Kennt ihr den schon?

Der opera-brauser für ändräut ist voll datensparsam, antiträcking, privatsfäre und so mit seinem eingebauten adblocker… und transportiert selbst träckende ads in der äpp. 😳

Überall, wohin man nur schaut: angebote für die generazjon jamba auf dem weg in die idiocracy.

Bildschirmfoto via unixstickers@twitter.com, hinweis via @benediktg5@twitter.com.

Dumm&Glücklich des tages

Markenwerbung, die ich vermisse…

Ein ganz toller dienstleister für die menschstummel aus der mechanisch infantilisierten und enthirnten „generazjon jamba“ und vorkämpfer an der idiocracy-front ist unroll.me:

Das kostenlose Unroll.me bietet Nutzern an, dank Zugriffs auf das Gmail-Konto Newsletter abzubestellen.

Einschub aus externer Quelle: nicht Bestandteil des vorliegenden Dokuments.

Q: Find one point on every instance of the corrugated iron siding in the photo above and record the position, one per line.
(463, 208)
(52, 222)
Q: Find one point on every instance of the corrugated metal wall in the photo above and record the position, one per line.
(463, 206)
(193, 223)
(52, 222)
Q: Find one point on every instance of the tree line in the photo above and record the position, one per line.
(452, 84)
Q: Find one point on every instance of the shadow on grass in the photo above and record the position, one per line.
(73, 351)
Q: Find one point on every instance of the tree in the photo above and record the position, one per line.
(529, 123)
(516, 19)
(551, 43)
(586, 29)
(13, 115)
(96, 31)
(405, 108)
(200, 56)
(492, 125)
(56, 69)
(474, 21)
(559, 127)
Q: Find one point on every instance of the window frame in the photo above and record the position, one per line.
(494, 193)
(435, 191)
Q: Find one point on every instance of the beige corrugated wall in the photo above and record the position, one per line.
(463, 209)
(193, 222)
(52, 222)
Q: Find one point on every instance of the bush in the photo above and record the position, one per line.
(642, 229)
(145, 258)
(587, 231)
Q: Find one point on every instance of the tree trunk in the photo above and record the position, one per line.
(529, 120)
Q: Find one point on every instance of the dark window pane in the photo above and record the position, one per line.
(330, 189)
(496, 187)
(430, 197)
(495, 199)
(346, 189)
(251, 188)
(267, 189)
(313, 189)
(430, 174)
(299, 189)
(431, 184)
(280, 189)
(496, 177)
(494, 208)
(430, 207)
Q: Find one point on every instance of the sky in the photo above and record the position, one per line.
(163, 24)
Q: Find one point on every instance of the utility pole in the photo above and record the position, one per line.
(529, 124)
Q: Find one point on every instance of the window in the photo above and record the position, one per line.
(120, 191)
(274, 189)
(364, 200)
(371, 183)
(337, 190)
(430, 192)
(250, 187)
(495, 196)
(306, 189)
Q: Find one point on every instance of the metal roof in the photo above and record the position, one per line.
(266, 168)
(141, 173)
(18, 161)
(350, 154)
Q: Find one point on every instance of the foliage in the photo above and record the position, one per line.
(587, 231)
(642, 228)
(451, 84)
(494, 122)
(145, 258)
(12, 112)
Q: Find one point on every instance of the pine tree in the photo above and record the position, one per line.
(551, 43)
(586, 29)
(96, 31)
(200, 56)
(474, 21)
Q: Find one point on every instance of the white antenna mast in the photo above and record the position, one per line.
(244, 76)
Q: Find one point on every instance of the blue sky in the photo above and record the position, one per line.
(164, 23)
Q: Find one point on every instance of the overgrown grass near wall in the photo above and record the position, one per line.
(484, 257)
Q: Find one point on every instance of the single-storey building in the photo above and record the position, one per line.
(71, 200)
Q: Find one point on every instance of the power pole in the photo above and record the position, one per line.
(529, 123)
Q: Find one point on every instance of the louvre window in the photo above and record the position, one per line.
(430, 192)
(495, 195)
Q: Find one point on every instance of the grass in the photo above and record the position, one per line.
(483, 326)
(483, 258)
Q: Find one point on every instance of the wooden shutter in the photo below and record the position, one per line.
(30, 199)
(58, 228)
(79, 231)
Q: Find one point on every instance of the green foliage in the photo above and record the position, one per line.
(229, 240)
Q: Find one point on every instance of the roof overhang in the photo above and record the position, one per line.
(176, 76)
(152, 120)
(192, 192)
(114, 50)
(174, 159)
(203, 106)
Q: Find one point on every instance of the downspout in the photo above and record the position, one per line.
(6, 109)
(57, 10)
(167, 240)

Der Dienst finanziert sich durch einen Verkauf der dabei gesammelten Daten

So werden versehentlich bestellte njuhsletter — typische äfflings-exemplare aus der „generazjon jamba“ klicken ja immer, überall, zwanghaft und ohne jegliche gehirnbenutzung, um sich anschließend über die folgen zu wundern — durch klicke-klicke-anmeldung bei einem kostenlosen dienstleister wieder abbestellt, der sich dann einmal das gesamte postfach durchliest und die so ermittelten daten zusammen mit der mäjhladresse an die reklameindustrie verkauft.

Nicht, dass im postfach noch ruhe einkehrt!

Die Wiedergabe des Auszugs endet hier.